When the container is run, there is another system user of host system with id 999 and somehow the permissions of the mapped volume on host system is getting mixed up:
Change of permission for mapped volume on host system:
output of ls -ltr:
drwx------ 19 polkitd root 4096 Feb 6 12:06 postgres
What is the problem here? If the user id on host system is somehow getting mapped to user id of container? What should be done in case it is not possible to modify the Dockerfile? Should we create a system user on host system and pass its GID/UID while starting container? As of now we dont pass any UID/GID while starting container. This question is similar to:
User and group names tell nothing about the uid and gid they have.

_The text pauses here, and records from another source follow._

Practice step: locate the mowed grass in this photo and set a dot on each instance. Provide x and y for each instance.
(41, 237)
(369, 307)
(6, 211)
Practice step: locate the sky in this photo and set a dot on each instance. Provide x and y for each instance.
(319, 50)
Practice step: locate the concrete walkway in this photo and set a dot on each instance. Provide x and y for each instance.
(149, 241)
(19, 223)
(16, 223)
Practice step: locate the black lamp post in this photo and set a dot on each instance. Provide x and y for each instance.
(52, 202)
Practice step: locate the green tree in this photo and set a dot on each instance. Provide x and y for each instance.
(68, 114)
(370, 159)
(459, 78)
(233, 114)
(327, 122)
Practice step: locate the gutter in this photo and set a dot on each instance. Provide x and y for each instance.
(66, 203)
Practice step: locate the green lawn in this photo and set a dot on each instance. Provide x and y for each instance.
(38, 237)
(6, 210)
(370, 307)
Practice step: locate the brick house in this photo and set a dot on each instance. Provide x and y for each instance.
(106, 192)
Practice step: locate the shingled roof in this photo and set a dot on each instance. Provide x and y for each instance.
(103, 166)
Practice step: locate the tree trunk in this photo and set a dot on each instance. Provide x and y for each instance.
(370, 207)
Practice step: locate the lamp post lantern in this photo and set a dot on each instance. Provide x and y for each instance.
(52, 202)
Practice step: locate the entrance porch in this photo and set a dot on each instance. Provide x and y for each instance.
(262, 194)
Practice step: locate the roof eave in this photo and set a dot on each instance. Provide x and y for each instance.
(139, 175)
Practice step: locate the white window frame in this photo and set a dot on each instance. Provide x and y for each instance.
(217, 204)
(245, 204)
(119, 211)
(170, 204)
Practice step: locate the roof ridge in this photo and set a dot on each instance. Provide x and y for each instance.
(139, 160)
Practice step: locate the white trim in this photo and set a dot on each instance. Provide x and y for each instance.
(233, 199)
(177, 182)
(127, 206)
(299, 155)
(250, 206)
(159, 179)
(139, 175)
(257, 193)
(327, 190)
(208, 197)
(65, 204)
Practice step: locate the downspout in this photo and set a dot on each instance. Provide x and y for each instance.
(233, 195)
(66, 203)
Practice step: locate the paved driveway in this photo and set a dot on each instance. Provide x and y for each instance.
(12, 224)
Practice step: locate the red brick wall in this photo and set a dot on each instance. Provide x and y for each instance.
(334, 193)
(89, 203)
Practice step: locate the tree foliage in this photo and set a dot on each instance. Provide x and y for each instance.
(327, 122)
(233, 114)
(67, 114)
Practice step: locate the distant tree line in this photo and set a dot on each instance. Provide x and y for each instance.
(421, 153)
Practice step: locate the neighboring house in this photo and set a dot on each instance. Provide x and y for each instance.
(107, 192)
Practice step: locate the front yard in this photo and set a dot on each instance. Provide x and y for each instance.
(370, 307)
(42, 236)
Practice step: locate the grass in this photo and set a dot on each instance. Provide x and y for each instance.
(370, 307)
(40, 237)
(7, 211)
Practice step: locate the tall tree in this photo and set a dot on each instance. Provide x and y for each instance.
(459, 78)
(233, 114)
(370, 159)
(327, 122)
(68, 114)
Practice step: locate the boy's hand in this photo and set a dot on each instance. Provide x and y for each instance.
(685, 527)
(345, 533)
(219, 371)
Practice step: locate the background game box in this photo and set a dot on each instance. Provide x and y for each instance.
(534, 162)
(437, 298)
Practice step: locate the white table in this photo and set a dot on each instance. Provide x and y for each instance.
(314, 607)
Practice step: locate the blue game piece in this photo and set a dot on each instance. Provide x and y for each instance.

Try ls -ln to see the ids instead of the names.
Is there actually a problem?
The container only cares for uid and gid. It does not care for the user or group names. If the process inside the container is executed with a user that has uid=999 and gid=999, then it requires host paths used for a bind requires the proper ownership and permission to permit the uid and/or group id to access the folder.
The uid:gid inside the container does not have to exist on the host. If it exists your host of course ill show the names for the uid as declared in /etc/passwd and gid as declared in /etc/groups.
Some images support environment variables to set the UID/GID of the process inside the container, others use the docker default mechanism, which allow setting a user using docker run -u <uid:gid> (note: this will break containers that must start as root, and then start the main process as unprivileged user`, and some images won’t work at all if you tinker with their uid:gid.